On August 9, 2014, an unarmed Black teenager, Michael Brown, was fatally shot six times by a white Police Officer, Darren Wilson. No one contests that Wilson murdered Brown. But according to Prosecutor Robert McCulloch, and now a grand jury, there is no legitimate, consistent evidence worthy a trial to suggest that the murder was criminal. Wilson will not be indicted. This is not unusual. Police are rarely (0.0068 percent) indicted by grand juries for killing the unarmed. It is more usual (1 every 28 days) for unarmed Black males to be shot dead by local police or vigilantes.
On February 13, 2014, a three-month pregnant Inuit women, Laretta Saunders, went missing.

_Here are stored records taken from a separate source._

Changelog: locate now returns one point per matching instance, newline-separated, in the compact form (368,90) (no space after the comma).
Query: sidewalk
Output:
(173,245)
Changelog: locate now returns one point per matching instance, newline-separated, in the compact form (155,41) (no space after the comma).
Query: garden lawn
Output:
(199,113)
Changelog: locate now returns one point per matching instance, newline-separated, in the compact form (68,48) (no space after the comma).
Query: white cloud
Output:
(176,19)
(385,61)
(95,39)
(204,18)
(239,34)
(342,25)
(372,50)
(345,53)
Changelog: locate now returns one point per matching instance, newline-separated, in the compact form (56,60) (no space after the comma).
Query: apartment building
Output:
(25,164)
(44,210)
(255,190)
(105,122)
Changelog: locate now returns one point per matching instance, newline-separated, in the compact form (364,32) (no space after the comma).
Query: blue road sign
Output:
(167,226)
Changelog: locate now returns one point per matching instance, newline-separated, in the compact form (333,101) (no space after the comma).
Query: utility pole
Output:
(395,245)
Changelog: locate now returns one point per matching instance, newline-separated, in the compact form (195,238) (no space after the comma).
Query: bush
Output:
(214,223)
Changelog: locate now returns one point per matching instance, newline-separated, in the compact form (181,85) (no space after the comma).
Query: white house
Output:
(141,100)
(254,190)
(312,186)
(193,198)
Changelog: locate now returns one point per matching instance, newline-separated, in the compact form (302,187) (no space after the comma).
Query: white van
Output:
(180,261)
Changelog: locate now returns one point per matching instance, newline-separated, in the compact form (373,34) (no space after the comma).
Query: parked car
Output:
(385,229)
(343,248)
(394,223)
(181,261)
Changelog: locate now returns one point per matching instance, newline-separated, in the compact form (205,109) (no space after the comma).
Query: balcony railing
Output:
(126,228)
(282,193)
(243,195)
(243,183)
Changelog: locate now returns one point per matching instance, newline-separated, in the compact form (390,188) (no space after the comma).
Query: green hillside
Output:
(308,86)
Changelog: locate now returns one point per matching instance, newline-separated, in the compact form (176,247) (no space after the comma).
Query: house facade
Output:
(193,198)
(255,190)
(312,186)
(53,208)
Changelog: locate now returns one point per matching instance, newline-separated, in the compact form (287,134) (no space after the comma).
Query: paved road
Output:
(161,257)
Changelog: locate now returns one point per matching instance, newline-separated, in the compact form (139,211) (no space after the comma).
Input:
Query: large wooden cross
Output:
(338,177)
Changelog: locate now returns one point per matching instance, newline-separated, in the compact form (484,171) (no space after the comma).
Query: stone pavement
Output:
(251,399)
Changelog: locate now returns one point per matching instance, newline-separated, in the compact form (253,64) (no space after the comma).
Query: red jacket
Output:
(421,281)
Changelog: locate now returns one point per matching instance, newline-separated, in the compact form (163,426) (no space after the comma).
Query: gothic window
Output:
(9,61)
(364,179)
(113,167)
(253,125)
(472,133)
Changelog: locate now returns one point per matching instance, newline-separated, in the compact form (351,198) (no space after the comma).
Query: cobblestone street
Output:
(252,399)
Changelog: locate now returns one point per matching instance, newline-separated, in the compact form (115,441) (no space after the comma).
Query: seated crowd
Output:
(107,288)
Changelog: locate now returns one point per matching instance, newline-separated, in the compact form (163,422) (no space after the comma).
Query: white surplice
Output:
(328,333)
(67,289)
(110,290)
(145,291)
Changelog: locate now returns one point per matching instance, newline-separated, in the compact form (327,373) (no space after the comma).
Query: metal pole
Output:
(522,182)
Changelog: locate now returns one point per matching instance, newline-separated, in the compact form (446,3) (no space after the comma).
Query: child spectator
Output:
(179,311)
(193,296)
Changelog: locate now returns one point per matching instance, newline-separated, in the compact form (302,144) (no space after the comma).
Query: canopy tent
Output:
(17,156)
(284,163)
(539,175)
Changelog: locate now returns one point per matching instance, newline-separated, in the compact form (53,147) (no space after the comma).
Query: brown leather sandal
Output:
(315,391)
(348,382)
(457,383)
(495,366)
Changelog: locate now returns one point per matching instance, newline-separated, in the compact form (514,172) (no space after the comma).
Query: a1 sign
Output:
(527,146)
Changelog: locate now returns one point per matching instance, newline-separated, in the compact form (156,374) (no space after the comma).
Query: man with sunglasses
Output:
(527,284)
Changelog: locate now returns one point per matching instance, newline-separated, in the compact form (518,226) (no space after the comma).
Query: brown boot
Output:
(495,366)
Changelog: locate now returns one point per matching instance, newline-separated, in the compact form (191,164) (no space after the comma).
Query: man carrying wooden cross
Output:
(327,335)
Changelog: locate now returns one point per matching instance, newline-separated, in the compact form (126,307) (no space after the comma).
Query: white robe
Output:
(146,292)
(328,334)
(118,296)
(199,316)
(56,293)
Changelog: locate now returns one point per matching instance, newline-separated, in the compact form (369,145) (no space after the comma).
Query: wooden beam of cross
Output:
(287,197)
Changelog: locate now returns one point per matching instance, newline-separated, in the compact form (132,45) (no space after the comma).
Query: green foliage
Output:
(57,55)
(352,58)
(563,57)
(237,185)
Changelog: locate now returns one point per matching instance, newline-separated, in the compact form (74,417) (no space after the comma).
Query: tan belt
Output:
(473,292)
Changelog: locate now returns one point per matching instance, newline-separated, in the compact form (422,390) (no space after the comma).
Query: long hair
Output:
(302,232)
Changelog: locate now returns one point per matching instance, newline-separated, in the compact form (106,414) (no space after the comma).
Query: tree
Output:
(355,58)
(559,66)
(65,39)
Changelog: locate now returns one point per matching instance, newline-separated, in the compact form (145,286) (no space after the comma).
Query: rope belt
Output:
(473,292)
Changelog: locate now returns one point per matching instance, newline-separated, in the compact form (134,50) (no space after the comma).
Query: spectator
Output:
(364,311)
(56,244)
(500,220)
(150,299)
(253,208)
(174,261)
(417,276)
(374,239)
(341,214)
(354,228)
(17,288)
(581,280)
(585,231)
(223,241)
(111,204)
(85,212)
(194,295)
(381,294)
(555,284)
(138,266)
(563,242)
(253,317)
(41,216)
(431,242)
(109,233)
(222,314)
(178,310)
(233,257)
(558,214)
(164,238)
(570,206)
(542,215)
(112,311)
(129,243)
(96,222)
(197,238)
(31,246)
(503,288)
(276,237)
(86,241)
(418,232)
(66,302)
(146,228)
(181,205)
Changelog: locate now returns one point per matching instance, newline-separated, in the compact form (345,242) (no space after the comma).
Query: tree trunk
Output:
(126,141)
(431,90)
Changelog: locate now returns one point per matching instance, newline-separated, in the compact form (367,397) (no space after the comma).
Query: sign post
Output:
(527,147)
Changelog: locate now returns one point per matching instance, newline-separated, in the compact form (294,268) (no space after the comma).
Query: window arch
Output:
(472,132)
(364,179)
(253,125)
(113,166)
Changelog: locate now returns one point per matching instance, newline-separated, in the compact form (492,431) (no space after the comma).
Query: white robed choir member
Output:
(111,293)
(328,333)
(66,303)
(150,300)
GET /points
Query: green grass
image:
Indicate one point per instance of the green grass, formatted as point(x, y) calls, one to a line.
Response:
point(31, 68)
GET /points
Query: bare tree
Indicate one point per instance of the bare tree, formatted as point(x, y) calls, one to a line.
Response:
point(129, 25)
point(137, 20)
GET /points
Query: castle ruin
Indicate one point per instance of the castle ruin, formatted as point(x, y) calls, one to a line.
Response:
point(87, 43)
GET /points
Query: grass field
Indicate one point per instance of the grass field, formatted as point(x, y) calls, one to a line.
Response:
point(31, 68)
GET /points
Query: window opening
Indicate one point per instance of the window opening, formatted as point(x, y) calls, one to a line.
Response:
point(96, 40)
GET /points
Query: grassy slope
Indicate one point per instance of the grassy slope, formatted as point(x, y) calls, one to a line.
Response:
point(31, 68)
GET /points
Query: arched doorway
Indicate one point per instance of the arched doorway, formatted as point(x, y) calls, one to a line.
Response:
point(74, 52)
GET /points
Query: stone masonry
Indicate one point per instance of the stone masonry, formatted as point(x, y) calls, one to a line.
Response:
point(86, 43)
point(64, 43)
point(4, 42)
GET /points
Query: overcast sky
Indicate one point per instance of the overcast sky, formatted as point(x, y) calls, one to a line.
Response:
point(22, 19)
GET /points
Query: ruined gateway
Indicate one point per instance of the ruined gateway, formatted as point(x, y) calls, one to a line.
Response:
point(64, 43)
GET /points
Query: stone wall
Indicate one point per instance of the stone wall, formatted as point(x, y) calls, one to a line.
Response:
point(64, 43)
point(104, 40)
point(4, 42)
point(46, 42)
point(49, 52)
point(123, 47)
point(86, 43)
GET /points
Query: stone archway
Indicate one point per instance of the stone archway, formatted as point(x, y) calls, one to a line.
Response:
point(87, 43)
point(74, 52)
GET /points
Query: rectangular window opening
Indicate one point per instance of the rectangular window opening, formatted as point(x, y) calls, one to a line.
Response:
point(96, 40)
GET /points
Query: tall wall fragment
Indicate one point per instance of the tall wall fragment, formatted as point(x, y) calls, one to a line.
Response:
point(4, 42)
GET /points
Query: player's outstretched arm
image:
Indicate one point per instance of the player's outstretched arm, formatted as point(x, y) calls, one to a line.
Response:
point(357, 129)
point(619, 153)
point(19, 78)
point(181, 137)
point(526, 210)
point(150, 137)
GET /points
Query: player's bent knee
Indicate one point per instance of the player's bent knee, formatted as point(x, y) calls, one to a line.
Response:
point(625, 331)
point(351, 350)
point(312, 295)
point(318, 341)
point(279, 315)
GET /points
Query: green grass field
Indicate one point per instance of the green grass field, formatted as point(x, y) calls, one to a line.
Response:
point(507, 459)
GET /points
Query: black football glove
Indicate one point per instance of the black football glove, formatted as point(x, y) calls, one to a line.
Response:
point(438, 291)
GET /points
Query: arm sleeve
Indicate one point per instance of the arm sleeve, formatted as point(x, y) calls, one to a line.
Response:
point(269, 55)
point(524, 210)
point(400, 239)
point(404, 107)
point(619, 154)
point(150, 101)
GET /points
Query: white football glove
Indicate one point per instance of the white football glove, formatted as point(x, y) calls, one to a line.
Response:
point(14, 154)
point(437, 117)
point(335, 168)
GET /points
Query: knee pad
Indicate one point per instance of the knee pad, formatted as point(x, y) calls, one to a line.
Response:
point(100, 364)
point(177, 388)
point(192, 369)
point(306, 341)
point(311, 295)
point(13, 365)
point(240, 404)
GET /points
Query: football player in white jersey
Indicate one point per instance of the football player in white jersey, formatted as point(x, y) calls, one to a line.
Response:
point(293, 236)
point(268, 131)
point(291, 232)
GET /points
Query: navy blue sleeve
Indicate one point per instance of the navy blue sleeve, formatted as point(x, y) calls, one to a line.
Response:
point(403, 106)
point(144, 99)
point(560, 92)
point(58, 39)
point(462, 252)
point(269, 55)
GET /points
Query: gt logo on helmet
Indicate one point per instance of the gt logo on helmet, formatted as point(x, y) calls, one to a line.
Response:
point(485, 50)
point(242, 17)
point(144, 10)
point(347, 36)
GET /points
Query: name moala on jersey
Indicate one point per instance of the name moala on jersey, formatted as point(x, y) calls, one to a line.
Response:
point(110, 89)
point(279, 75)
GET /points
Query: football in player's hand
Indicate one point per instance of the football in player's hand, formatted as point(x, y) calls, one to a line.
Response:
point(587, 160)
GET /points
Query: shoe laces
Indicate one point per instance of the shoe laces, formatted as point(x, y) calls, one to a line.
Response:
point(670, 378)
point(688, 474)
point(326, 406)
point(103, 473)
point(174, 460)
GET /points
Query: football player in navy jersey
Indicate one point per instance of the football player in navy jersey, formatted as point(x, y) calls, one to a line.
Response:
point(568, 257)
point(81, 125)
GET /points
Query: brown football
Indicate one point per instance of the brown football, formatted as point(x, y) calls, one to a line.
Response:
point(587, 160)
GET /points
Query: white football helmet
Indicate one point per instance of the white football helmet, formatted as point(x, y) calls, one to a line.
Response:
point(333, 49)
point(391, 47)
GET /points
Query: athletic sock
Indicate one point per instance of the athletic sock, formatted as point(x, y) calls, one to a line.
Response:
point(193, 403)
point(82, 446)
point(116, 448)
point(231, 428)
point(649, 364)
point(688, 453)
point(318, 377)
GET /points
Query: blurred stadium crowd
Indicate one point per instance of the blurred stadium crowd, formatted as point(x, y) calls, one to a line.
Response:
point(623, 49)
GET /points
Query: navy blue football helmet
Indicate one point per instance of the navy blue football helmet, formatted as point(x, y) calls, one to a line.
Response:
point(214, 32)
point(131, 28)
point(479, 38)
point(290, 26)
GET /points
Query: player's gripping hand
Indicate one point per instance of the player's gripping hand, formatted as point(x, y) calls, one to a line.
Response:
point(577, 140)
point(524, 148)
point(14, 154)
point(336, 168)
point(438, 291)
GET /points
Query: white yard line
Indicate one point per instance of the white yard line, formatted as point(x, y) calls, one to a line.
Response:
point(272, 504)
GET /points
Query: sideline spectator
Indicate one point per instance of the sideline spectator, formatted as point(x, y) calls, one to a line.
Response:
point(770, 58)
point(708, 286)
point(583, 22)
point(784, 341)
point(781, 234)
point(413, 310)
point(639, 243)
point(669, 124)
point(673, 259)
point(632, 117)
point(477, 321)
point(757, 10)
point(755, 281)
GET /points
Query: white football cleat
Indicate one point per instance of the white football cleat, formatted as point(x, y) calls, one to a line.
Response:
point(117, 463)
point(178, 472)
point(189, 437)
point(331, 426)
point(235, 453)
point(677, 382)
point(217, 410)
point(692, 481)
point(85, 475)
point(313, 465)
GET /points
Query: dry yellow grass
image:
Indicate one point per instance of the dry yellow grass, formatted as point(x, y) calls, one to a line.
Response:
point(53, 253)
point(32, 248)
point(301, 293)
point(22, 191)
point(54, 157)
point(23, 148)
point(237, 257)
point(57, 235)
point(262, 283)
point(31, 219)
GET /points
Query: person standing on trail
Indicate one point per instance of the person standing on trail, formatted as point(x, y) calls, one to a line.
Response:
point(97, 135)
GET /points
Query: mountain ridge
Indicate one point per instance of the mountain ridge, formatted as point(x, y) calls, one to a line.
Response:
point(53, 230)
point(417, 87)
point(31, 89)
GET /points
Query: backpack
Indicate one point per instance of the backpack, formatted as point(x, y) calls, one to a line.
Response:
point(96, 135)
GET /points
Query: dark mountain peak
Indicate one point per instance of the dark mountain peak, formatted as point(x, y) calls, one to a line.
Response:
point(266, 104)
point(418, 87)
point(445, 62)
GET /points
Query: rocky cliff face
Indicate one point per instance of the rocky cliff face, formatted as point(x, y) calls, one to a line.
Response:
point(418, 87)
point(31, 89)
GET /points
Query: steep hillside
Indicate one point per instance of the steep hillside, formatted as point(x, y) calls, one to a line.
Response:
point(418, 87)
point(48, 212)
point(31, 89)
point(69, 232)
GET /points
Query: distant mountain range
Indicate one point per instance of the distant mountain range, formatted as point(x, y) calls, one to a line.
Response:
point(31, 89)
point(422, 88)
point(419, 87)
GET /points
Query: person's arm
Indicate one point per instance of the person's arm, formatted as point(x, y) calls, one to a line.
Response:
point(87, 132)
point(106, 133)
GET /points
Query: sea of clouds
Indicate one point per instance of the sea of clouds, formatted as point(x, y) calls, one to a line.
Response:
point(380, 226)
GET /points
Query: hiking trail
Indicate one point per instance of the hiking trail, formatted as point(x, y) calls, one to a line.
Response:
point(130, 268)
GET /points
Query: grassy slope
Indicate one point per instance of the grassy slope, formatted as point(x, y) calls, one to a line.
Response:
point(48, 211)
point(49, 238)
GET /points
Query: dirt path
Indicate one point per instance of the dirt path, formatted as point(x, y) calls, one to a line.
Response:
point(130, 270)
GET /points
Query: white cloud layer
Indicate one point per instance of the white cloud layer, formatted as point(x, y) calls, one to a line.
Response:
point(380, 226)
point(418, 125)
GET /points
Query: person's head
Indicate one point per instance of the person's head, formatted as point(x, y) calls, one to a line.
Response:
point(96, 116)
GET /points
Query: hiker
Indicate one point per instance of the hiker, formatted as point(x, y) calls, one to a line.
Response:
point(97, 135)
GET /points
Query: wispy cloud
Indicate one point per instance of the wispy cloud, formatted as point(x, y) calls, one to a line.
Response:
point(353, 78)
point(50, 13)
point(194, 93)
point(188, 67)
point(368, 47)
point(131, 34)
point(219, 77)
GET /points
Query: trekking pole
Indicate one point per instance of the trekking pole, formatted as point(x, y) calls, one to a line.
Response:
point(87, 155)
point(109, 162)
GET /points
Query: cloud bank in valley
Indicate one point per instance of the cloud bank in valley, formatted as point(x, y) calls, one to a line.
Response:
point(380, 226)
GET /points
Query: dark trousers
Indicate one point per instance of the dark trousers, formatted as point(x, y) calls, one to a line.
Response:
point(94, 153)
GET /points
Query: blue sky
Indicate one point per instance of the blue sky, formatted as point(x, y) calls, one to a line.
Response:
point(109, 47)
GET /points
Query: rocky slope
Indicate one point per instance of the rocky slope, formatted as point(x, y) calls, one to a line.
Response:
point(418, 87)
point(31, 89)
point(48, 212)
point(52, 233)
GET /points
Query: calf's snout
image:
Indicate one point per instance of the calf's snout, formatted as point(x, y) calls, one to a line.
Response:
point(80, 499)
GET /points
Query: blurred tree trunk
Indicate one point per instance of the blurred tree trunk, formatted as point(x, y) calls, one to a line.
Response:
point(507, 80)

On February 26, her frozen body was found dumped onto a highway median on Route 2 in New Brunswick. Saunders was a graduate student at Saint Mary’s University and been writing her thesis on missing and murdered aboriginal women in Canada. Her two roommates were charged with her murder, their trial is set for April 2015.
According to Amnesty International, Indigenous women in Canada “are far more likely than non-Indigenous women to experience violence. In a 2009 government survey, Aboriginal women were nearly three times more likely than non-Aboriginal women to report being a victim of a violent crime missing and murdered women in Canada”:
- RCMP statistics released in 2014 show that Indigenous women are four times more likely to be murdered than non-Indigenous women.
- The high rates of violence threaten the lives of Indigenous women and girls from all walks of life, in every region of the country, on reserve, and in major Canadian cities. The perpetrators include Aboriginal and non-Aboriginal men alike.
- Indigenous women are more likely than non-Indigenous women to be murdered by what the police call acquaintances—friends, colleagues, neighbours and other men who are not intimate partners or spouses.
- 1,017 Indigenous women and girls were murdered from 1980-2012. Because of gaps in police and government reporting, the actual numbers may be much higher.
What does #Ferguson and #MMIW have in common, or not? And how do those commonalities or differences help us understand the society we live in?
Black male teenagers are over-seen as violent, dangerous thugs, inherently criminal, stupid drop-outs, and lazy poor. They dress sloppy and listen to loud music. They deserve what they get or they take advantage of the system.
Aboriginal women are not seen at all. They mostly died long ago and the few still around are barely relevant to current political debates or concerns. In their stead are Hollywood inspired Halloween costumes or historical museum artifacts. If they had been stronger, braver, more civil, they would have survived. But they were not, and so they did not.
The distorted hyper-visibility of Black male teenage bodies and the invisibility of Aboriginal women are representations of the same social structure. They represent the same oppressively racist and sexist ideologies and practices that undergird imperialism and colonialism: the expendability of nonwhite bodies, the commercialization of nonwhite cultures and identities, the gendered values in being white. And nowhere within those ideologies and practices are Black male teenagers or Aboriginal women (or many others) allowed to speak–to be seen or heard on their own terms–because their experiences, concerns, and identities might challenge those who benefit from the way things are. Including those businesses in #Ferguson that were allowed to burn because a state of emergency will make rather forgiving loans available to them. And all the while the issues are reduced to binaries that distort, dismiss, erase. As if a world defined through the gendered structural oppression of white privilege can be understood in terms of guilt and innocence.